Large-cap stocks are seeming to offer a little reprieve from an ultra-violent start to 2016. Small- and mid-caps weren’t so lucky. They’re continuing to rip through fresh new lows.

This has been the toughest bull market and bubble to call, as many leading indicators that we have used in the past simply don’t work since central banks hijacked the markets after 2008. But with these major divergences continuing to build, and after many years of the Fed’s zero-percent interest rates, it seems we’re finally coming close to the end.

You just can’t have a recovery that’s driven entirely by government stimulus. It only works when consumers start spending again and businesses expand to meet the demand otherwise you prevent the economy from rebalancing naturally, and only encourage greater speculation and bubbles… and that’s exactly what these bogus policies have done.

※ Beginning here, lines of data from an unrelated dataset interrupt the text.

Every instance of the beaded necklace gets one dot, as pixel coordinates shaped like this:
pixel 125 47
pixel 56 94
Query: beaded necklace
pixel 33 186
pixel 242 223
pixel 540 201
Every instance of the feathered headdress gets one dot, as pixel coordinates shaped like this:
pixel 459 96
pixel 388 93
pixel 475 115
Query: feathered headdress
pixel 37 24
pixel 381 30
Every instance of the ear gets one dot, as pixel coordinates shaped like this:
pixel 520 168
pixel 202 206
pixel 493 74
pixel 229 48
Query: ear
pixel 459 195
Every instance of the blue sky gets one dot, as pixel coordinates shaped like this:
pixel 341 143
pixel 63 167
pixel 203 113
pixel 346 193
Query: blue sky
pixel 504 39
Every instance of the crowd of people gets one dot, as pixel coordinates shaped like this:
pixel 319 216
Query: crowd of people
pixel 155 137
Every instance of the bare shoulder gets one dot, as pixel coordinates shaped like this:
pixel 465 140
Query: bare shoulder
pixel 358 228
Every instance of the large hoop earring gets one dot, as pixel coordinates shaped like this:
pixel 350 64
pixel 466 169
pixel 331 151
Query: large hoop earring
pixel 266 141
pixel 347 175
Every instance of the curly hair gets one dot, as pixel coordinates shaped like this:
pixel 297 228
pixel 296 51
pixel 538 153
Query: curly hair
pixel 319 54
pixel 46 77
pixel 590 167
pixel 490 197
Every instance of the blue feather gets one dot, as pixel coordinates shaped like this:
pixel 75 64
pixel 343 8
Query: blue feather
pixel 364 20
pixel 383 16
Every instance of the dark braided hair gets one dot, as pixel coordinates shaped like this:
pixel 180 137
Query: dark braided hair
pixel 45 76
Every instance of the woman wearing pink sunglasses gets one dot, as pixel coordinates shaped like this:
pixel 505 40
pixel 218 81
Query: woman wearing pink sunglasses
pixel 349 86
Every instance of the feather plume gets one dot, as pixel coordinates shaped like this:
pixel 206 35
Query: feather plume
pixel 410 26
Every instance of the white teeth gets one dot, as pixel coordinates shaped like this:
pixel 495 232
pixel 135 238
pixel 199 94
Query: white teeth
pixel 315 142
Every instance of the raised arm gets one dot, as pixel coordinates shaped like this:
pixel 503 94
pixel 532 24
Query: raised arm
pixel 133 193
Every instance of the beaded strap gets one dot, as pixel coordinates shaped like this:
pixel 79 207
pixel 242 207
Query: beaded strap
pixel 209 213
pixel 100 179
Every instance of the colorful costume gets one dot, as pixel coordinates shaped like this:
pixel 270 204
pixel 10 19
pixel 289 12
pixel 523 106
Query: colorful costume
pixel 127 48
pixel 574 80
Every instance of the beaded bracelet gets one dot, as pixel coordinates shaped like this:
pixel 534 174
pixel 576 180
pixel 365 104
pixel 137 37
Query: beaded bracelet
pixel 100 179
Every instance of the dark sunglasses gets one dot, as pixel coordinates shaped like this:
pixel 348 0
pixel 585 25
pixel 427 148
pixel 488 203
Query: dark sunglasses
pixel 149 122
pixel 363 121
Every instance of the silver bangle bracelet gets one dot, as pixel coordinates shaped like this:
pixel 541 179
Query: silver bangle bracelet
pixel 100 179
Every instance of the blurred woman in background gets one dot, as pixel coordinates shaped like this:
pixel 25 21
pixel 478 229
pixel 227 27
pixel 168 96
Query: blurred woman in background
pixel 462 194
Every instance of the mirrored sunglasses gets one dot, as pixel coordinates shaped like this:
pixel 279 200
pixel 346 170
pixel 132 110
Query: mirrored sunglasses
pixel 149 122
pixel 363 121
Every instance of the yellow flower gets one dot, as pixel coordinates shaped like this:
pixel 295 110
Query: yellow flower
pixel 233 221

I’ve been warning more and more strongly from late 2014 forward that this bubble finally looked like it was peaking after going much longer than anyone could have imagined. But into May of 2015 it continued to edge up to slight new highs. Since then we have continued to make lower highs on each rally – what I call a “rounded top pattern.”

But there’s a classic indicator that tells when a major bull market or bubble is finally peaking. I was suspicious that this indicator would not work this time in such an artificial market and economy. But it’s working like a charm.

That indicator occurs when small-cap stocks greatly underperform large-cap stocks. This is a sign that the dumb money is piling in and the smarter money is exiting. It’s like the generals advancing without the troops.